Mit den Falciani-Daten können in etlichen Ländern SteuerbetrügerInnen ermittelt und massive Steuernachzahlungen durchgesetzt werden. Allein in Spanien sind es fast 700, mehrere hundert Millionen Euro fliessen in die leere Staatskassen. Somit gibt es gute Gründe, dass die spanische Justiz die Auslieferung von Falciani im Mai 2013 an die Schweiz ablehnt. Sogar das Ministerium für Staatsanwaltschaft, vertreten durch Dolores Delgado, spricht sich gegen eine Auslieferung aus. Denn auch Delgado sieht es nicht als erfüllt an, dass die Vorwürfe in Spanien strafbar seien. Gesetze gegen Geldwäsche und Steuerhinterziehung schreiben in Spanien gar vor, dass diesbezügliche Straftaten angezeigt werden müssen, wenn man Kenntnis davon erlangt. «Wir können nicht die bestrafen, die strafbare Handlungen feststellen und anzeigen», erklärt die Staatsanwältin angesichts eines Steuerbetrugs im Umfang von etwa 300 Milliarden Euro, der sich allein bei der HSBC aus den Falciani-Listen ergab.

Heroische Wahrheit
Falciani ist nun wieder ein freier Mensch.
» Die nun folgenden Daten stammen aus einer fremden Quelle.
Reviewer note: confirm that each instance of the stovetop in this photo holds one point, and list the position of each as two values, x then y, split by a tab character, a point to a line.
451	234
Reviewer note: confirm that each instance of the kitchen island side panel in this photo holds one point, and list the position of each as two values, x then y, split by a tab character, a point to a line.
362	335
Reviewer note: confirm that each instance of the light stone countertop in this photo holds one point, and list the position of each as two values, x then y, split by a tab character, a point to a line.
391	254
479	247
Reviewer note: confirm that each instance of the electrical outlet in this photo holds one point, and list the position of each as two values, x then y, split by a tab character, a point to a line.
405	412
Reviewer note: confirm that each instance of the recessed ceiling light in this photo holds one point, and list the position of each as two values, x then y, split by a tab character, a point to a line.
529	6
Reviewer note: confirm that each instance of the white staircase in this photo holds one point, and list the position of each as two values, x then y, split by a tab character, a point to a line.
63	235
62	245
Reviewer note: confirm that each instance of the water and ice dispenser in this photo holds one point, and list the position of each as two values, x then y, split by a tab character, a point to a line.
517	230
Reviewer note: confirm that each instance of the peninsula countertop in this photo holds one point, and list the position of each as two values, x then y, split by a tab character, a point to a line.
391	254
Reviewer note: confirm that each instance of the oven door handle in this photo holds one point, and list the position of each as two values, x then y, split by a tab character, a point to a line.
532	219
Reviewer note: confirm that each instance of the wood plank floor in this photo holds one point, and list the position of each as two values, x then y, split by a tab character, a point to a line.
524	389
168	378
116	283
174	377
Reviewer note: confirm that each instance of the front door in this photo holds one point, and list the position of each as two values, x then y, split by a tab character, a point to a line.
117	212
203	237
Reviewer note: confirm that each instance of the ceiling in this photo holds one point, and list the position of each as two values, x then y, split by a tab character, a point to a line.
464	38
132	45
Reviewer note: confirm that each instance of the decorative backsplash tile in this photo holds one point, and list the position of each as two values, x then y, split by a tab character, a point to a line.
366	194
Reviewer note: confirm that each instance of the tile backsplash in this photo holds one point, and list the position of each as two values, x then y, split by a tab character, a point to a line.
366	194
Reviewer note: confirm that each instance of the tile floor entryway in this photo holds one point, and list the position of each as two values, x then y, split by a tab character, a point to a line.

Doch warum wurde er überhaupt ein zweites Mal verhaftet und warum kam es zu einem erneuten Prozess? Anfang April kommt Falciani wieder in den Knast. An der Regierung sitzt Mariano Rajoy mit seiner postfaschistischen Partido Popular. Die Verhaftung steht in völligem Widerspruch zur Argumentation, mit der selbst die Staatsanwaltschaft 2013 die Auslieferung ablehnte. So drängt sich der wohl berechtigte Verdacht auf, dass die Verhaftung einen politischen Grund haben muss. «Ist die Festnahme des Whistleblowers, der die Menschenrechte verteidigt, ein Gefallen Spaniens, um die Auslieferung von Anna Gabriel und anderer ExilantInnen von der Schweiz zu fordern?», fragt der Podemos-Chef im Europaparlament Miguel Urbán gleich nach der Festnahme von Falciani. Urbán hielt in der Hauptstadt einem Vortrag an einer Universität über Korruption und Steueroasen. Der Titel nahm die Vorgänge praktisch schon vorweg: «Wenn es heroisch ist, die Wahrheit zu sagen».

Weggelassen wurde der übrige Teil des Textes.